Tabs inside browsers
Sadly I don’t use my old method that often anymore. Trying to open more than ten sites takes way more time than it used to.
ON the MAC BOOK PRO
I’m not sure why TweetDeck has so much hate (aside from their poor iPad app) because I find it really helpful dividing content in to small columns. I’m never going to be able to read all the tweets of people I follow but it does give me a pretty good way to organize streams of content.
· Seperate Columns for News, Interesting People, Unfiltered Stream, Google Buzz and Foursquare
APPs on the IPAD
· Displays 20 rows of feeds from websites I’ve chosen
· Pulls in my RSS feeds from Google Reader (1000+ sources)
· I have a number of folders (Sites on DesignNoted, Testing, Updates Often, etc)
· Saving directly to Delicious from a site
· Using packrati.us for tweets, when I tweet a link it’s saved to Delicious automatically
Staring via Twitter
· Saving stuff to read later, if there’s a link it will automatically save to Delicious automatically via packrati.us
RT’ing via Twitter
There’s a couple reasons for this. First is it’s stuff that I think others would be interested in reading, it’s somewhat unique (I try to stay away from stuff that I’ve already seen a couple times), and stuff that I think is valuable.
· Those links also save automatically to Delicious from packrati.us
Why am I doing this?
I try finding content for the same reasons that I publish on the blog. I’m trying to learn and figure things out by being active. Writing helps get ideas down and keeps my head spinning. Finding content is just as challenging. I’m skeptical of the people that push out content because typically it comes down to A. talking about their friends, B. shamelessly ass kissing and/or C. is motivated by a press release. I’m guilty of of sometimes A, and C (though I do mention when I’ve been emailed by a PR firm) but never B. I’d rather be active in how I gather and disseminate information. It allows me to figure out patterns a long time before other people can figure it out.

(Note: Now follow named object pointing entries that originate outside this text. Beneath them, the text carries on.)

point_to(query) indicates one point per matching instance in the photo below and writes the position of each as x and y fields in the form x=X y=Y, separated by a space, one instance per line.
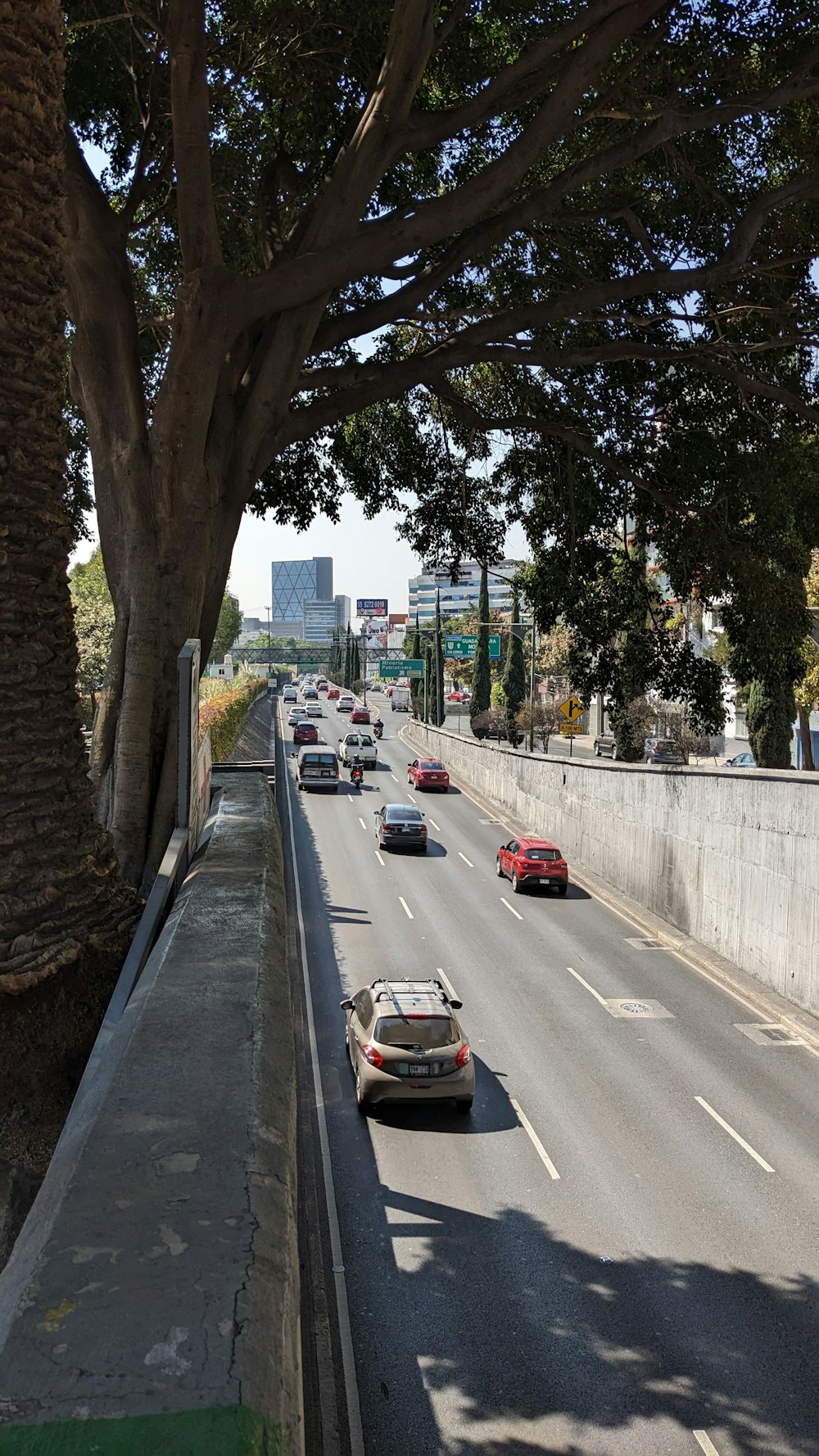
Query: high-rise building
x=295 y=583
x=456 y=602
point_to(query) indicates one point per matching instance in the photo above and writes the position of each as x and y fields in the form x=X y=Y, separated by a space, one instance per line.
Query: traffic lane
x=586 y=934
x=448 y=1379
x=694 y=1207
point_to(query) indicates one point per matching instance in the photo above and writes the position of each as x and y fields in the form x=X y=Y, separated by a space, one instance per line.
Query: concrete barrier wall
x=152 y=1299
x=727 y=858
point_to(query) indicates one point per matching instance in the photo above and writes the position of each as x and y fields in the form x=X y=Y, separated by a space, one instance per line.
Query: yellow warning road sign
x=572 y=709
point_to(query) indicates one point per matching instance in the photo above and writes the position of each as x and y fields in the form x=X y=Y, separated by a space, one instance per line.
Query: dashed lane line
x=596 y=995
x=735 y=1134
x=540 y=1147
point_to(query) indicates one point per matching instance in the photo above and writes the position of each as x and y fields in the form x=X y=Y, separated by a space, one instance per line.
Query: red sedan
x=428 y=774
x=305 y=731
x=532 y=862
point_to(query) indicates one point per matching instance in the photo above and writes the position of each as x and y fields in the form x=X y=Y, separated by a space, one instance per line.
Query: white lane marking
x=343 y=1308
x=703 y=1439
x=540 y=1147
x=596 y=995
x=735 y=1134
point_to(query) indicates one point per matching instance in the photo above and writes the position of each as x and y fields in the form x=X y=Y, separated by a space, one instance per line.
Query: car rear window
x=417 y=1031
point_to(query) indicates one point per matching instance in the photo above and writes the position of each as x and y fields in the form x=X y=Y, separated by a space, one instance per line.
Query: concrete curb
x=168 y=1286
x=764 y=1001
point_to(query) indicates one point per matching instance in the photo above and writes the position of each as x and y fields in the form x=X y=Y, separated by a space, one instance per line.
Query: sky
x=369 y=558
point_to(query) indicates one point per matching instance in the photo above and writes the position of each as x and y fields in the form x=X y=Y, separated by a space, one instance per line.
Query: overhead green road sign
x=401 y=667
x=465 y=645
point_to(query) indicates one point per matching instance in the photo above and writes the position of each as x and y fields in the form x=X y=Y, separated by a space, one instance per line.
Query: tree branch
x=198 y=235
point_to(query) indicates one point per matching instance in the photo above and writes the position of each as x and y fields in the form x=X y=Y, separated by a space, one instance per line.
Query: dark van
x=317 y=769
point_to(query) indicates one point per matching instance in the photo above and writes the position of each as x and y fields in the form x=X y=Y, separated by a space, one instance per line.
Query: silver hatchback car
x=405 y=1044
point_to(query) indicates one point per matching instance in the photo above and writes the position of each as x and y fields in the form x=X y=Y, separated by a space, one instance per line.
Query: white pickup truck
x=362 y=744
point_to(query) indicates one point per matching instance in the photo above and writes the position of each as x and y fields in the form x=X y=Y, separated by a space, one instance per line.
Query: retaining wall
x=152 y=1299
x=731 y=858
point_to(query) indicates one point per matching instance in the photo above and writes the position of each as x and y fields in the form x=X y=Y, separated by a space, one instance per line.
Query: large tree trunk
x=59 y=884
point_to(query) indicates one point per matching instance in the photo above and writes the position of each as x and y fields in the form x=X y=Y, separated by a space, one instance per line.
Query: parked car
x=401 y=826
x=428 y=774
x=318 y=769
x=405 y=1044
x=305 y=731
x=605 y=746
x=362 y=744
x=532 y=862
x=662 y=750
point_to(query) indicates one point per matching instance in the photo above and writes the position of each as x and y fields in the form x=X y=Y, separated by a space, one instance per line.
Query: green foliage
x=224 y=714
x=228 y=626
x=93 y=621
x=771 y=711
x=515 y=683
x=482 y=673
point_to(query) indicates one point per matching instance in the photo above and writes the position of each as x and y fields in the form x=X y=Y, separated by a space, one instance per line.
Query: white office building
x=461 y=599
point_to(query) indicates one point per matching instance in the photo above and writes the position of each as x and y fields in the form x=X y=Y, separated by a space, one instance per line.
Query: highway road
x=618 y=1251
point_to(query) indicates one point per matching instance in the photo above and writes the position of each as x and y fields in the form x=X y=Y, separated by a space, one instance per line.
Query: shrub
x=224 y=712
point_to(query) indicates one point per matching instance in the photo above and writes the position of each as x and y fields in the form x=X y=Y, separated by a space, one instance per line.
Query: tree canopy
x=450 y=252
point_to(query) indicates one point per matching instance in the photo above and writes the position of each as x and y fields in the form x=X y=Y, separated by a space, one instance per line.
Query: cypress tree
x=771 y=711
x=347 y=658
x=514 y=679
x=482 y=673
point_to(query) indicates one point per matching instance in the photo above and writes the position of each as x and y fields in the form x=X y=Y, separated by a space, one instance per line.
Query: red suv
x=428 y=774
x=532 y=862
x=305 y=731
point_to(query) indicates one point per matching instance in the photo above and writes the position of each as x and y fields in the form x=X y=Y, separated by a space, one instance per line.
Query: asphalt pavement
x=618 y=1250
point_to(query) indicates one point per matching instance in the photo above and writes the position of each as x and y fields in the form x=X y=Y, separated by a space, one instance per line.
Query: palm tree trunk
x=59 y=883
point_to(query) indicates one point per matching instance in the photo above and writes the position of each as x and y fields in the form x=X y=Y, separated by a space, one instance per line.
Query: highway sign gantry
x=461 y=647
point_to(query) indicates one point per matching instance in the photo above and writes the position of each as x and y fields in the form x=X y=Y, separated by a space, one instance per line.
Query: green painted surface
x=226 y=1430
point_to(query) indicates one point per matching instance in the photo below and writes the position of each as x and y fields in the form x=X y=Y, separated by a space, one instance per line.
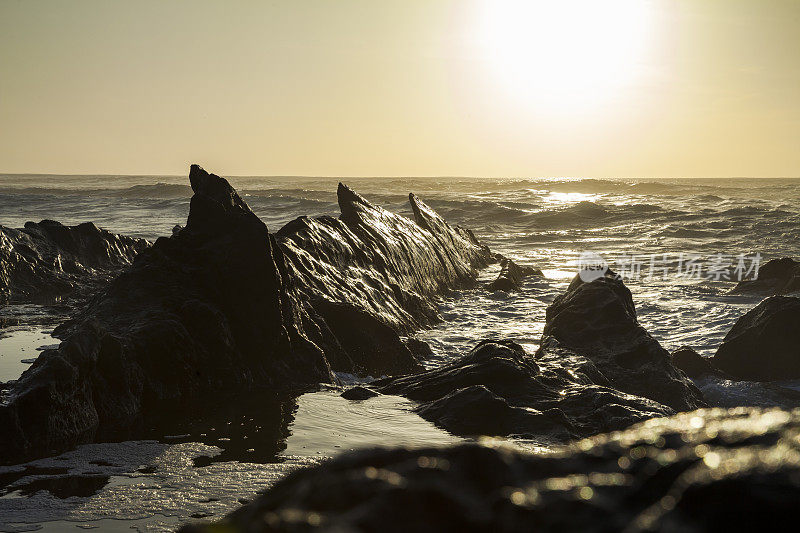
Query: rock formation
x=48 y=260
x=776 y=277
x=592 y=329
x=511 y=276
x=692 y=363
x=498 y=389
x=203 y=312
x=380 y=262
x=597 y=370
x=223 y=305
x=764 y=344
x=707 y=470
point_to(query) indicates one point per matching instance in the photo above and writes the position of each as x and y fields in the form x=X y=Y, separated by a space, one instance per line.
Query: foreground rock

How a day turns into a week
Anyone that spends time online can find good stuff. But it takes real energy to find something, want to remember it, and come back to it at a later day. Retweeting costs one click, saving to Delicious takes a couple more seconds if a person adds tags, writing about something takes minutes if not hours. My method of filtering takes a couple steps and has a number of different purposes. One thing that has changed for me is that I keep track of how many times someone clicks on a link I push out on Twitter. Bit.ly has added a layer on analytics that I never had before. At times I might only pass on a couple hundred links to a site via Twitter, but seeing the stat compared to the entire number of people using Bit.ly is quite fascinating to know.
Basically I’m filtering sites and posts a couple times to really decipher what is really worth remembering. Those links will eventually find their way to Link Drop which is something I try to publish Friday mornings. Back in the day I used that category as a way to test how to display aggregated content. The process evolved to figuring out what I found was interesting to me. I started looking at themes and how certain ideas would consistently pop up while at other times something that I thought was important would loose steam a week afterwards.
Why am I talking about this?
I’ll blame world’s best–selling book authour Paul Arden. In his book It’s Not How Good You Are, It How Good You Want to Be. On page 30 he mentions something that has stuck since the first time I read it. Do Not Covet Your Ideas—basically the more you put out the more you get back. I don’t rely or like getting reader submission links though I actually find PR kind of interesting. I’ve never made a dollar from advertising on my blog though it does pay very well in other ways. My hard costs are essentially the hours I put in writing and thinking. I find myself having my own mini design conferences every week with the people that I get to meet who typically know me through the blog. I suppose everything is relative in terms of scale and trying to figure out why someone bothers to press the publish button. In the end for me it’s about the ability not having to rely on anyone or algorithm to discover new stuff.